Cat portraiture, holographic cats, and live kittens up for adoption mingled together at the opening of “The Cat Show” at White Columns. The show, organized in partnership with Social Tees Animal Rescue, brings together the work of 50 artists in a dizzying display of cat devotion. Curator Rhonda Lieberman proudly claims in the “zine” catalogue, “If you love one cat, how can you not love them all? This was my awakening as a cat lady.” For all the cat-themed memes and videos saturating Internet culture, she writes, there could be more in the way of actual care for the kitties, hence a show about all things cat.
Rhonda Lieberman
Silly and irreverent at times, “The Cat Show” includes everything from a Cory Arcangel video of cats playing the piano to a bust hanging over the entryway wearing a knit sweater: I [Heart] My Feral Cat. Some are sexy cats (Richard Prince’s “Adults Only” book cover illustration, or Marilyn Minter’s Cat’s Eye); some are sweet (Laura Owen’s and Elizabeth Peyton’s paintings); and some are more impressionistic (Mark Leckey’s animation Flix, of a black cartoon cat tail wagging on endless loop).
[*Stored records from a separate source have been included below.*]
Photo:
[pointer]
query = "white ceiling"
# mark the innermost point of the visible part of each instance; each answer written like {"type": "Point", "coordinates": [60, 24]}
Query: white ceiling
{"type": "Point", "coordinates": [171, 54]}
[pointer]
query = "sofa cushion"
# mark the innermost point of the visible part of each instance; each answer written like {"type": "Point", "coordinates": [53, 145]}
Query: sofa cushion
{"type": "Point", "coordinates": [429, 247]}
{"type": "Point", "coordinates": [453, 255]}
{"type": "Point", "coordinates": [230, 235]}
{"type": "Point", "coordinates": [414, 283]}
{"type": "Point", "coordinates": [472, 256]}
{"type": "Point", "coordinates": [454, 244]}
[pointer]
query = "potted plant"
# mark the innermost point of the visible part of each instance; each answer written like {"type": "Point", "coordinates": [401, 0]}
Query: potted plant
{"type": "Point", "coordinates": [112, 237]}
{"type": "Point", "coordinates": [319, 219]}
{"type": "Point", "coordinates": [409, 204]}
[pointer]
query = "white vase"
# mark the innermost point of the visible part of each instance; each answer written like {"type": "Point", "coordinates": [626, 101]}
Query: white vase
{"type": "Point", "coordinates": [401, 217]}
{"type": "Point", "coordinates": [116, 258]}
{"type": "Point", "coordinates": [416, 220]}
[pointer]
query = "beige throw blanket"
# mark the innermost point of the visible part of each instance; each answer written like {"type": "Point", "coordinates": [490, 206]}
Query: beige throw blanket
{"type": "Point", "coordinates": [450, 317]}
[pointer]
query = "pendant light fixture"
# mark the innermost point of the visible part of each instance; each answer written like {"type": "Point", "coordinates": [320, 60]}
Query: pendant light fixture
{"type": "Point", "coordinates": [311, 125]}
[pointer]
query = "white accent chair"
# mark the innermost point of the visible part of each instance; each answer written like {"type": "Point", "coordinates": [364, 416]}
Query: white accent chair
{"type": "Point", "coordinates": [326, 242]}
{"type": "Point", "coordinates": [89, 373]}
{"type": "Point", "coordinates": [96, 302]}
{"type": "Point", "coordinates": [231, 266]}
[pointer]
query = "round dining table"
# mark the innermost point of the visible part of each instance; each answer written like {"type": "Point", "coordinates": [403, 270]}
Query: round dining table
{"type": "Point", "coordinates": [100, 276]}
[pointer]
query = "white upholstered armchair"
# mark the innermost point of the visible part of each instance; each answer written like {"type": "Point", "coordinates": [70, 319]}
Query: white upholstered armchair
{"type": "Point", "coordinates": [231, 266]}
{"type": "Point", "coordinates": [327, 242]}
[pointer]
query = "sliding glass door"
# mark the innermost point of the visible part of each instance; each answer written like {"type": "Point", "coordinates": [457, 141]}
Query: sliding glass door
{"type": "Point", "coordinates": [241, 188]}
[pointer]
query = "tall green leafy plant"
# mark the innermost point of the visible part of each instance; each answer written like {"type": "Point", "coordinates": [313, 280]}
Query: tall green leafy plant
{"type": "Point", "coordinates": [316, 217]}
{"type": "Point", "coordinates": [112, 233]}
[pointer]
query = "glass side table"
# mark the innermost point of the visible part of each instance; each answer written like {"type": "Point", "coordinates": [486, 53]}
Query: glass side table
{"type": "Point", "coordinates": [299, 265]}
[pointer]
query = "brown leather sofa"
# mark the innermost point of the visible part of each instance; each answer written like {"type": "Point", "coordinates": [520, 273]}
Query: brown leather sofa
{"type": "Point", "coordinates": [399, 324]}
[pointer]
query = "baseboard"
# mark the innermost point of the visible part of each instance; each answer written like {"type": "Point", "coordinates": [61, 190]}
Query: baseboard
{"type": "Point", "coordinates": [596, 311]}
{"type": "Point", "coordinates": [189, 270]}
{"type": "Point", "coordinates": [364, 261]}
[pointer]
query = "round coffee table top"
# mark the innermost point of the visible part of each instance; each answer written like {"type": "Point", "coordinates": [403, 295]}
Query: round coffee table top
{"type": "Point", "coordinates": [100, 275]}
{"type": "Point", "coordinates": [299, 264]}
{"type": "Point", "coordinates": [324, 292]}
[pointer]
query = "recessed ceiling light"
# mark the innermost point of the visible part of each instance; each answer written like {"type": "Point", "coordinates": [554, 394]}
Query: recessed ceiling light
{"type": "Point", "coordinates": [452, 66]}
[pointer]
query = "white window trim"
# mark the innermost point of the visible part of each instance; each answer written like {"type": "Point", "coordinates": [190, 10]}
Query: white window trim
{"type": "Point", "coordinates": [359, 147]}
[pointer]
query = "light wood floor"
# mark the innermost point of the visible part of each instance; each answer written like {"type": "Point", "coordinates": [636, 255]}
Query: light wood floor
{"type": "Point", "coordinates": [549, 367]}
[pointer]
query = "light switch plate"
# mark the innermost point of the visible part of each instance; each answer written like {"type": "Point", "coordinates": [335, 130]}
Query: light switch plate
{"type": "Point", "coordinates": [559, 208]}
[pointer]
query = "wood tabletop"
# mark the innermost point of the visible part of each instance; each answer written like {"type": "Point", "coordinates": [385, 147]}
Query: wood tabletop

Laura Owens, "Untitled," 2004
Most popular for iPhone photo-snapping were Antoine Catala’s hologram (in which a cartoon cat head spins over a porcelain body), a shrine of cat katchkes, and of course, the kittens up for adoption, particularly some tiny black and gray cats who couldn’t stop pawing at each other. (“Those two have to go together, that’s the rule,” a man said.) The 10 cats make up “The Cats-in-Residence Program”—actually rescue cats ready to be taken home—but renamed monikers such as Jaspurr Johns, Bruce Meowman, Claws Oldenburg, and, well, Alex Katz.
Cats-in-Residence Program
The hilarious catalogue, too, is a real treat. Stapled together and printed on standard copy paper, it’s a DIY fanzine for felines, complete with collages and top-ten lists. With an intro by Lieberman on her descent into cat-dom (Of James Turrell’s Meeting at PS1, Lieberman writes, “This piece could only be improved by a cat”), it also includes essays like “Ode to Cat Ladies” or Amy Taubin’s “Cats Who Have Lived with Me.”
Despite the heavy rain, the opening drew a sizable, albeit damp, crowd. And in a fitting twist, when the rain turned into a downpour, it was the humans who didn’t want to get wet.